From: Shane Smith <safarishane@gmail.com>
Date: Wed, 31 Oct 2007 13:45:33 -0700
To: www-voice@w3.org
Message-ID: <8fc15e140710311345q1c947520x2a1fd67ac4bdf706@mail.gmail.com>

I'm working with a platform that handles confidence scoring a bit
differently than I'm used to.

>From their guide:
"You may find that the above filtering algorithm is not fully satisfying for
your specific application.

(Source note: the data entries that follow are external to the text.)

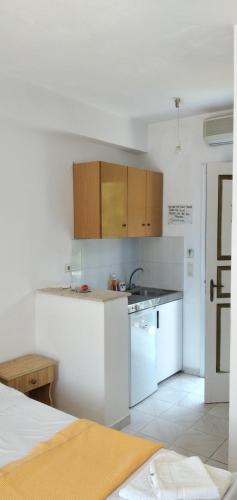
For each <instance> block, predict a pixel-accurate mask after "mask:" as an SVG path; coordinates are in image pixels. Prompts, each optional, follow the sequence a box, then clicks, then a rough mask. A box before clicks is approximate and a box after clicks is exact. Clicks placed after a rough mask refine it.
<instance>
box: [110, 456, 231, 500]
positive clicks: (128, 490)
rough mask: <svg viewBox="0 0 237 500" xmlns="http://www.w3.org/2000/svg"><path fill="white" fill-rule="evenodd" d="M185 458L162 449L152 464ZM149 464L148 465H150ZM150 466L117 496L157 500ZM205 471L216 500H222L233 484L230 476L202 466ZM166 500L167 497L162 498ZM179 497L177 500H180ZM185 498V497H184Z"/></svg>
mask: <svg viewBox="0 0 237 500" xmlns="http://www.w3.org/2000/svg"><path fill="white" fill-rule="evenodd" d="M184 458H185V457H184V456H183V455H180V454H179V453H176V452H174V451H171V450H165V449H162V450H160V451H159V453H158V455H157V456H156V459H155V460H153V461H152V462H154V461H156V462H160V463H162V462H166V463H167V462H177V461H180V460H183V459H184ZM152 462H150V465H151V463H152ZM150 465H149V467H148V465H147V467H145V468H144V469H142V470H141V471H140V472H139V473H137V474H136V476H135V477H134V478H133V479H132V480H131V481H130V482H126V484H125V485H124V486H123V488H121V489H120V491H119V496H120V497H121V498H123V499H126V500H155V499H157V498H159V497H158V496H157V491H156V489H155V488H154V486H153V483H152V481H151V477H152V476H150V473H149V472H150ZM204 467H205V469H206V470H207V472H208V473H209V475H210V477H211V478H212V481H213V483H215V485H216V487H217V488H218V495H217V497H216V498H217V499H222V498H223V497H224V495H225V493H226V491H227V490H228V488H229V487H230V485H231V483H232V482H233V477H232V474H231V473H230V472H228V471H226V470H223V469H217V468H216V467H211V466H210V465H204ZM164 498H165V500H168V497H167V495H166V496H165V497H164ZM181 498H182V497H180V499H179V500H181ZM184 498H185V497H184Z"/></svg>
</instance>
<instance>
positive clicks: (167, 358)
mask: <svg viewBox="0 0 237 500" xmlns="http://www.w3.org/2000/svg"><path fill="white" fill-rule="evenodd" d="M182 330H183V301H182V300H175V301H174V302H169V303H168V304H163V305H161V306H159V307H157V336H156V339H157V340H156V347H157V382H158V383H159V382H161V381H162V380H164V379H166V378H167V377H170V376H171V375H173V374H174V373H176V372H178V371H180V370H182V361H183V360H182V357H183V356H182V351H183V346H182V343H183V342H182V337H183V334H182Z"/></svg>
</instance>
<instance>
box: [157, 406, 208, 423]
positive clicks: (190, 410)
mask: <svg viewBox="0 0 237 500" xmlns="http://www.w3.org/2000/svg"><path fill="white" fill-rule="evenodd" d="M161 416H162V418H165V419H167V420H170V421H171V422H174V423H176V424H180V425H185V426H186V427H191V426H192V425H194V424H195V423H196V422H198V420H199V419H200V418H201V416H202V413H200V412H199V411H195V410H193V409H192V408H186V407H184V406H178V405H174V406H172V407H171V408H170V409H169V410H167V411H165V412H164V413H162V414H161Z"/></svg>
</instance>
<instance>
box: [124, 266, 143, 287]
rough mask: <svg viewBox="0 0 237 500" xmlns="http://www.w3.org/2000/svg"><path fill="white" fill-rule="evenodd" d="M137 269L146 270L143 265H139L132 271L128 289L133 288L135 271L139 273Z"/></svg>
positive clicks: (128, 284)
mask: <svg viewBox="0 0 237 500" xmlns="http://www.w3.org/2000/svg"><path fill="white" fill-rule="evenodd" d="M137 271H144V269H143V267H137V268H136V269H134V271H133V272H132V273H131V275H130V278H129V282H128V290H131V288H132V286H133V285H132V278H133V276H134V274H135V273H137Z"/></svg>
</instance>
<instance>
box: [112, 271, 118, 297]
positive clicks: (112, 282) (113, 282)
mask: <svg viewBox="0 0 237 500" xmlns="http://www.w3.org/2000/svg"><path fill="white" fill-rule="evenodd" d="M117 281H118V280H117V277H116V274H115V273H112V274H111V290H114V291H115V292H116V290H117Z"/></svg>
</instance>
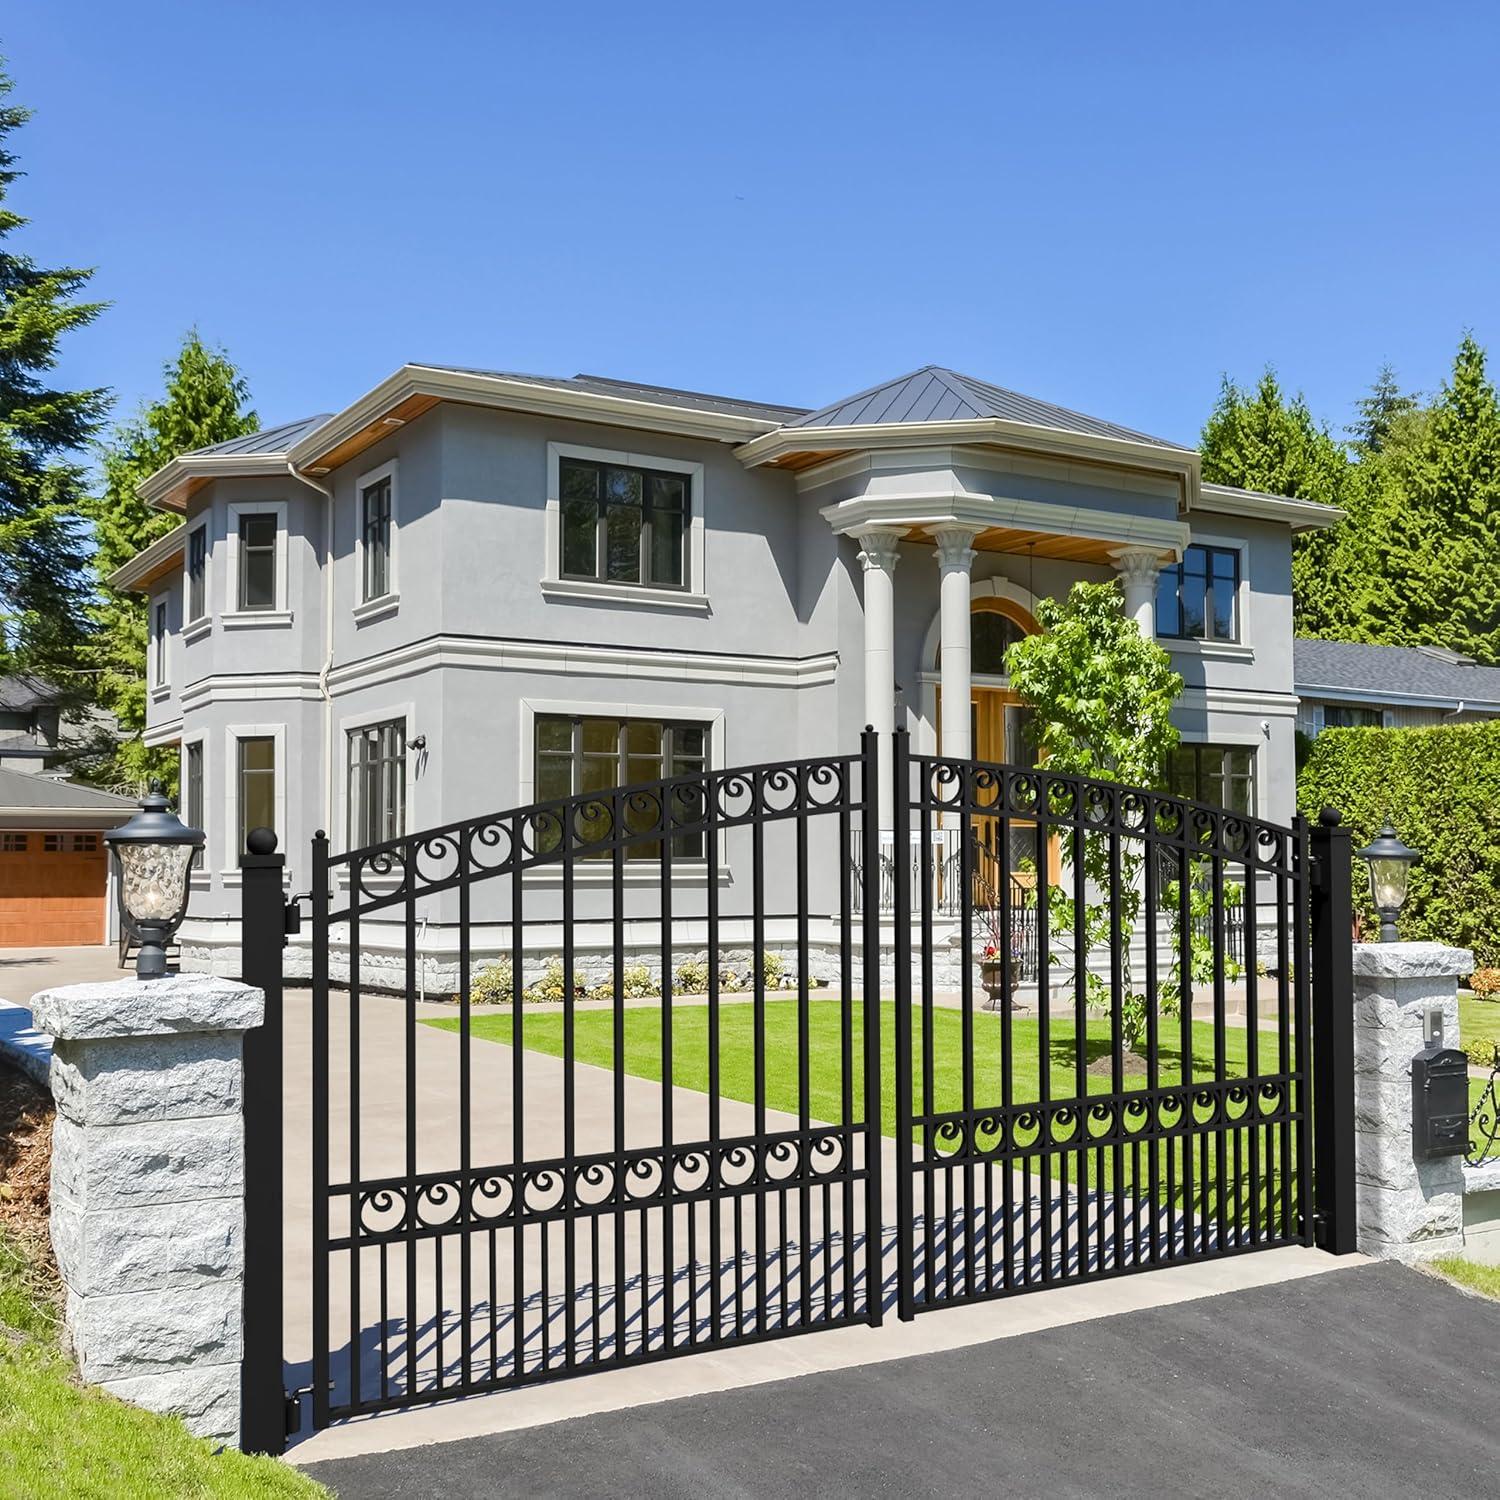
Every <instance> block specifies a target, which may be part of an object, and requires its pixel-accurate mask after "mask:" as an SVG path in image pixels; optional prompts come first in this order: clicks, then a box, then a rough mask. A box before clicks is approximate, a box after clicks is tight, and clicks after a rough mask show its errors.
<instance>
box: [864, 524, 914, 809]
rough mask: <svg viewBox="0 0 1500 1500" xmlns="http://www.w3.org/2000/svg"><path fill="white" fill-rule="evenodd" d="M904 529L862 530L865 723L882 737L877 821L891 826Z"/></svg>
mask: <svg viewBox="0 0 1500 1500" xmlns="http://www.w3.org/2000/svg"><path fill="white" fill-rule="evenodd" d="M901 535H903V534H901V532H900V531H882V529H876V531H861V532H859V564H861V565H862V567H864V721H865V723H867V724H870V727H871V729H874V732H876V733H877V735H880V760H879V772H880V775H879V796H880V807H879V823H880V828H882V829H888V828H889V826H891V733H892V730H894V729H895V579H894V574H895V564H897V561H898V559H900V556H901V553H900V540H901Z"/></svg>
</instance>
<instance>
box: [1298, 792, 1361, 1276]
mask: <svg viewBox="0 0 1500 1500" xmlns="http://www.w3.org/2000/svg"><path fill="white" fill-rule="evenodd" d="M1301 832H1302V849H1304V852H1305V855H1308V853H1310V855H1311V870H1313V879H1311V882H1308V883H1310V885H1311V897H1313V898H1311V903H1304V901H1301V900H1299V901H1298V912H1299V913H1301V912H1302V910H1304V909H1305V904H1311V953H1313V984H1311V990H1313V995H1311V1011H1313V1014H1311V1017H1310V1016H1308V993H1307V992H1308V984H1307V978H1305V977H1304V975H1305V974H1307V965H1305V963H1304V962H1302V956H1304V954H1305V953H1307V951H1308V945H1307V944H1304V942H1302V941H1301V939H1299V942H1298V965H1296V975H1298V978H1299V981H1301V983H1299V984H1298V1095H1299V1104H1301V1109H1302V1116H1304V1119H1302V1130H1301V1137H1302V1151H1301V1154H1299V1164H1298V1173H1299V1176H1301V1179H1302V1203H1304V1224H1302V1239H1304V1242H1305V1244H1311V1241H1313V1235H1311V1229H1313V1224H1316V1227H1317V1244H1319V1245H1322V1248H1323V1250H1326V1251H1329V1253H1331V1254H1334V1256H1347V1254H1352V1253H1353V1251H1355V1248H1356V1244H1355V1242H1356V1232H1355V951H1353V945H1355V939H1353V930H1352V915H1350V913H1352V910H1353V891H1352V879H1350V858H1352V855H1350V843H1352V840H1350V837H1349V829H1347V828H1341V826H1340V814H1338V813H1337V811H1335V810H1334V808H1332V807H1325V808H1323V811H1322V814H1320V816H1319V822H1317V828H1314V829H1313V831H1311V837H1310V835H1308V828H1307V823H1305V822H1304V823H1302V826H1301ZM1302 868H1304V871H1308V861H1307V858H1304V864H1302ZM1304 879H1307V876H1304ZM1310 1023H1311V1028H1313V1037H1311V1038H1308V1025H1310ZM1310 1040H1311V1053H1313V1056H1311V1073H1313V1080H1311V1082H1313V1121H1311V1130H1313V1139H1311V1142H1310V1140H1308V1119H1307V1116H1308V1110H1307V1080H1308V1071H1310V1070H1308V1061H1310V1059H1308V1043H1310ZM1310 1148H1311V1149H1310ZM1310 1166H1311V1169H1313V1193H1314V1196H1316V1197H1314V1203H1313V1211H1314V1215H1316V1218H1313V1215H1310V1214H1308V1188H1307V1178H1308V1167H1310ZM1310 1218H1313V1223H1310Z"/></svg>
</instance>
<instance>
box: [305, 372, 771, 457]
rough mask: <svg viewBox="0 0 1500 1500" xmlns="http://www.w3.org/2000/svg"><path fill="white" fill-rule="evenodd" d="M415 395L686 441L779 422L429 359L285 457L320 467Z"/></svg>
mask: <svg viewBox="0 0 1500 1500" xmlns="http://www.w3.org/2000/svg"><path fill="white" fill-rule="evenodd" d="M414 396H428V398H432V399H435V401H455V402H462V404H465V405H471V407H495V408H499V410H505V411H523V413H535V414H538V416H547V417H571V419H574V420H577V422H598V423H606V425H609V426H616V428H642V429H646V431H651V432H670V434H675V435H678V437H688V438H711V440H714V441H717V443H735V444H741V443H745V441H747V440H750V438H756V437H760V435H762V434H766V432H774V431H775V428H777V423H774V422H769V420H766V419H762V417H742V416H736V414H733V413H723V411H693V410H690V408H684V407H670V405H666V404H661V402H652V401H640V399H637V398H633V396H609V395H603V393H598V392H585V390H568V389H564V387H556V386H541V384H535V383H532V381H526V380H519V378H513V377H499V375H477V374H472V372H468V371H447V369H440V368H437V366H429V365H404V366H402V368H401V369H399V371H396V372H395V374H393V375H390V377H387V378H386V380H383V381H381V383H380V384H378V386H375V387H374V389H372V390H369V392H366V393H365V395H363V396H360V399H359V401H356V402H354V404H353V405H350V407H345V408H344V411H339V413H336V414H335V416H333V417H330V419H329V420H327V422H326V423H324V425H323V426H321V428H318V429H317V432H312V434H309V435H308V437H306V438H303V440H302V441H300V443H296V444H293V447H291V452H290V453H288V459H290V462H291V463H293V465H294V466H296V468H299V469H308V471H311V469H314V468H317V466H320V460H321V459H324V458H327V456H329V455H332V453H335V452H336V450H338V449H341V447H342V446H345V444H348V443H350V441H351V440H356V438H359V435H360V434H362V432H363V431H365V429H368V428H371V426H372V425H374V423H378V422H380V420H381V417H383V416H384V414H386V413H389V411H390V410H392V408H393V407H399V405H401V404H402V402H405V401H410V399H411V398H414ZM372 441H374V435H372ZM342 462H347V460H342ZM332 466H338V465H332Z"/></svg>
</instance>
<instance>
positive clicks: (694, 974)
mask: <svg viewBox="0 0 1500 1500" xmlns="http://www.w3.org/2000/svg"><path fill="white" fill-rule="evenodd" d="M675 978H676V989H678V993H679V995H706V993H708V965H706V963H699V962H697V960H696V959H690V960H688V962H687V963H682V965H678V969H676V975H675Z"/></svg>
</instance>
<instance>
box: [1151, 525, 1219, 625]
mask: <svg viewBox="0 0 1500 1500" xmlns="http://www.w3.org/2000/svg"><path fill="white" fill-rule="evenodd" d="M1157 634H1158V636H1169V637H1173V639H1178V640H1239V549H1238V547H1208V546H1200V544H1199V543H1194V544H1193V546H1190V547H1188V549H1187V552H1185V553H1184V556H1182V561H1181V562H1178V564H1175V565H1173V567H1164V568H1163V570H1161V573H1158V574H1157Z"/></svg>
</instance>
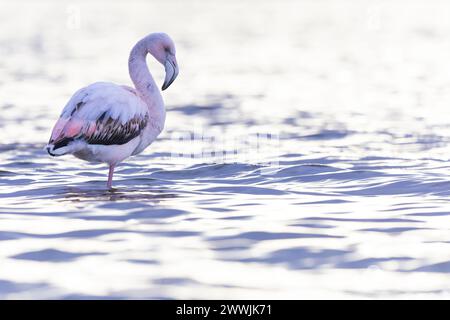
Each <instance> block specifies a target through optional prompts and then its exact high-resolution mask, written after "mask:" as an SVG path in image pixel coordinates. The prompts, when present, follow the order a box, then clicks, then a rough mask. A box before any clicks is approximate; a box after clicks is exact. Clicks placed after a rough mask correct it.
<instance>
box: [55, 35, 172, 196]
mask: <svg viewBox="0 0 450 320" xmlns="http://www.w3.org/2000/svg"><path fill="white" fill-rule="evenodd" d="M147 53H150V54H151V55H152V56H153V57H155V59H156V60H158V61H159V62H160V63H161V64H163V65H164V67H165V71H166V76H165V79H164V83H163V85H162V90H165V89H167V88H168V87H169V86H170V84H171V83H172V82H173V81H174V80H175V78H176V77H177V75H178V64H177V60H176V58H175V45H174V43H173V41H172V39H170V37H169V36H168V35H167V34H165V33H152V34H149V35H148V36H146V37H144V38H143V39H141V40H140V41H138V42H137V43H136V45H135V46H134V47H133V49H132V50H131V52H130V57H129V60H128V68H129V73H130V77H131V80H132V81H133V83H134V86H135V89H134V88H131V87H128V86H121V85H117V84H114V83H110V82H96V83H93V84H91V85H89V86H87V87H84V88H82V89H80V90H78V91H77V92H76V93H75V94H74V95H73V96H72V98H71V99H70V100H69V102H68V103H67V105H66V106H65V107H64V109H63V111H62V113H61V116H60V118H59V119H58V121H57V122H56V124H55V126H54V128H53V131H52V135H51V137H50V141H49V143H48V144H47V146H46V149H47V152H48V153H49V154H50V155H51V156H61V155H64V154H73V155H74V156H75V157H77V158H80V159H83V160H86V161H91V162H104V163H107V164H108V165H109V174H108V182H107V188H109V189H110V188H111V187H112V178H113V173H114V167H115V166H116V165H117V164H118V163H119V162H121V161H123V160H125V159H126V158H128V157H129V156H132V155H135V154H138V153H140V152H142V151H143V150H144V149H145V148H146V147H147V146H149V145H150V144H151V143H152V142H153V141H154V140H155V139H156V137H157V136H158V135H159V134H160V133H161V131H162V130H163V127H164V122H165V118H166V112H165V109H164V102H163V99H162V96H161V93H160V91H159V89H158V88H157V86H156V83H155V80H154V79H153V77H152V75H151V74H150V72H149V70H148V67H147V63H146V60H145V59H146V56H147Z"/></svg>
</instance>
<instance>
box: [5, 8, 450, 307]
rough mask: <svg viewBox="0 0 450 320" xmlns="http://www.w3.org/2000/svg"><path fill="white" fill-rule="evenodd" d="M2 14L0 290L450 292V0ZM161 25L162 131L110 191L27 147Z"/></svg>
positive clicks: (307, 295) (170, 293)
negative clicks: (220, 150)
mask: <svg viewBox="0 0 450 320" xmlns="http://www.w3.org/2000/svg"><path fill="white" fill-rule="evenodd" d="M0 26H1V27H0V57H1V59H0V138H1V139H0V297H1V298H8V299H15V298H47V299H54V298H65V299H76V298H170V299H173V298H187V299H189V298H223V299H226V298H235V299H241V298H256V299H258V298H275V299H278V298H416V297H420V298H449V297H450V232H449V231H450V203H449V195H450V181H449V177H450V165H449V163H448V161H447V160H448V155H449V151H450V145H449V142H450V141H449V140H450V123H449V113H450V112H449V106H450V62H449V56H450V38H449V34H450V3H448V2H446V1H417V0H416V1H401V0H396V1H376V2H375V1H360V0H353V1H332V0H322V1H312V0H310V1H287V0H286V1H256V0H255V1H237V0H231V1H162V0H161V1H153V0H152V1H131V0H130V1H117V2H116V1H114V2H112V1H98V0H97V1H70V2H67V1H25V0H22V1H1V2H0ZM155 31H164V32H167V33H168V34H170V35H171V36H172V38H173V39H174V40H175V43H176V45H177V57H178V61H179V65H180V75H179V77H178V79H177V80H176V81H175V83H174V84H173V85H172V86H171V87H170V88H169V89H168V90H167V91H165V92H164V98H165V101H166V105H167V110H168V114H167V122H166V128H165V131H164V133H163V134H162V135H161V136H160V139H158V140H157V141H156V142H155V143H154V144H153V145H152V146H151V147H149V148H148V149H147V150H146V151H145V152H144V153H143V154H141V155H139V156H136V157H134V158H132V159H129V160H128V161H126V162H125V163H123V164H122V165H120V166H119V167H118V170H117V171H116V176H115V187H116V189H115V190H114V191H106V190H105V181H106V174H107V168H106V166H105V165H95V164H94V165H93V164H89V163H85V162H82V161H81V160H78V159H75V158H73V157H71V156H66V157H63V158H51V157H49V156H48V155H47V154H46V153H45V152H44V151H43V146H44V145H45V143H46V142H47V140H48V138H49V135H50V130H51V127H52V125H53V124H54V122H55V121H56V119H57V117H58V116H59V113H60V111H61V109H62V107H63V106H64V105H65V103H66V101H67V100H68V99H69V97H70V96H71V95H72V94H73V93H74V92H75V91H76V90H77V89H79V88H81V87H82V86H85V85H87V84H89V83H92V82H95V81H110V82H115V83H119V84H130V83H131V81H130V79H129V76H128V69H127V59H128V54H129V50H130V49H131V47H132V46H133V45H134V43H135V42H136V41H137V40H139V39H140V38H141V37H143V36H144V35H146V34H148V33H150V32H155ZM148 62H149V65H150V69H151V71H152V73H153V74H154V75H155V77H156V79H157V81H158V83H161V82H162V79H163V68H162V67H161V66H160V65H158V64H157V63H156V62H154V61H152V60H151V59H148ZM257 134H262V135H263V136H264V135H266V134H268V137H270V139H263V140H262V143H261V144H260V145H255V143H252V141H253V142H254V140H252V139H253V138H254V137H255V136H256V135H257ZM196 135H197V136H198V135H199V136H202V135H203V136H204V137H208V139H196V140H195V141H194V142H189V141H187V140H186V137H194V136H196ZM209 138H211V139H212V140H211V139H209ZM236 143H237V144H240V147H239V148H238V149H239V150H240V151H242V152H237V153H236V154H235V153H233V150H236V148H237V147H236V145H235V144H236ZM241 147H242V148H241ZM211 148H213V149H217V150H216V151H218V152H216V153H213V156H211V157H206V156H205V153H206V154H208V152H206V151H207V150H209V149H211ZM261 148H262V149H264V150H263V151H264V152H262V149H261ZM241 149H242V150H241ZM205 150H206V151H205ZM220 150H222V151H229V152H228V153H227V154H228V156H227V157H225V156H223V154H222V155H221V154H220ZM185 152H187V156H184V157H179V156H178V157H177V156H176V155H177V154H178V155H179V154H183V155H186V154H185ZM189 152H191V153H192V155H189ZM202 152H203V156H202ZM217 154H218V156H217Z"/></svg>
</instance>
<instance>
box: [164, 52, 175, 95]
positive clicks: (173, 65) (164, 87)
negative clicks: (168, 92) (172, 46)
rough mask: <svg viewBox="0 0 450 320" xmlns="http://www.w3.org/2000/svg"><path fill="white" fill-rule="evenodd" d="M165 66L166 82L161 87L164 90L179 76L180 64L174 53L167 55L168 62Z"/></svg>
mask: <svg viewBox="0 0 450 320" xmlns="http://www.w3.org/2000/svg"><path fill="white" fill-rule="evenodd" d="M164 68H165V69H166V78H165V79H164V83H163V86H162V88H161V89H162V90H166V89H167V88H168V87H169V86H170V85H171V84H172V82H173V81H174V80H175V79H176V77H177V76H178V64H177V59H176V58H175V56H174V55H172V54H169V55H168V56H167V58H166V62H165V63H164Z"/></svg>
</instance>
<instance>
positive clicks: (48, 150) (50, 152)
mask: <svg viewBox="0 0 450 320" xmlns="http://www.w3.org/2000/svg"><path fill="white" fill-rule="evenodd" d="M50 149H51V148H50V147H45V150H47V153H48V154H49V155H51V156H52V157H56V154H54V153H52V152H51V151H50Z"/></svg>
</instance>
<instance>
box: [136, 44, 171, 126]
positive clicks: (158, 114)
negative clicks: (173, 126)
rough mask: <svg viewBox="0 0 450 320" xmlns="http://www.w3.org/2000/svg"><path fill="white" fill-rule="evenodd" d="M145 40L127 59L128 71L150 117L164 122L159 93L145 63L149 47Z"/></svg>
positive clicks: (161, 105)
mask: <svg viewBox="0 0 450 320" xmlns="http://www.w3.org/2000/svg"><path fill="white" fill-rule="evenodd" d="M146 40H147V39H146V38H144V39H142V40H141V41H139V42H138V43H136V45H135V46H134V47H133V49H132V50H131V52H130V58H129V59H128V71H129V73H130V78H131V80H132V81H133V83H134V86H135V88H136V90H137V92H138V94H139V96H140V97H141V98H142V100H144V102H145V103H146V104H147V106H148V108H149V111H150V115H151V116H153V117H158V118H160V117H163V118H162V121H164V117H165V111H164V103H163V99H162V96H161V92H160V91H159V89H158V87H157V85H156V82H155V80H154V79H153V77H152V75H151V74H150V71H149V70H148V66H147V62H146V61H145V58H146V56H147V53H148V48H149V45H151V44H149V43H148V41H146Z"/></svg>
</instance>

If so, you may want your system to look at your
confidence scores, but also look at the confidence score distance between
the first result and the second result of your N-best list.Indeed, if two
results roughly have the same confidence scores, the first one may not be
the right one."

The vxml2.0 spec definitely leaves room for interpretation on how individual
platforms can determine confidence scoring of utterances.  But after
speaking with the engineers of this engine, I've found it wouldn't be
uncommon to expect an n-best list with multiple scores above your confidence
threshold.  In fact, you could conceivably get back an n-best list with
multiple scores all over 90%!  I understand the wiggle room allowed for
platforms in the spec, but this goes against the spirit of the spec.  Many
examples in the spec show the use of the confidence score to determine
whether or not to reprompt or confirm the callers input.

           <if cond="application.lastresult$.confidence &lt; 0.7">
              <goto nextitem="confirmlinkdialog"/>
           <else/>
              <goto next="./main_menu.html"/>
           </if>

That code (from the spec) gives an example of confirmation when the top
utterance confidence score is below 70%.  Now image what would happen if you
have an n-best list 3 items long, all with 75% confidence.  The application
wouldn't confirm, even though you can't be 'confident' of the entry.  (you
are in fact only 33% sure the caller said what you think they said) This
also means that an application you develop for one engine, would indeed
behave very differently on this engine (and vice versa).  While one expects
different degrees of accuracy amongst the different ASR vendors, this
actually causes change in functionality of the application itself.  (I'd
have to write an algorithm in javascript to score based on the delta between
different entries on the n-best list)

Does anyone have any insight (or potentially an algorithm) to work around
this platform inconsistency?

Thanks,
Shane Smith

Received on Wednesday, 31 October 2007 20:45:41 UTC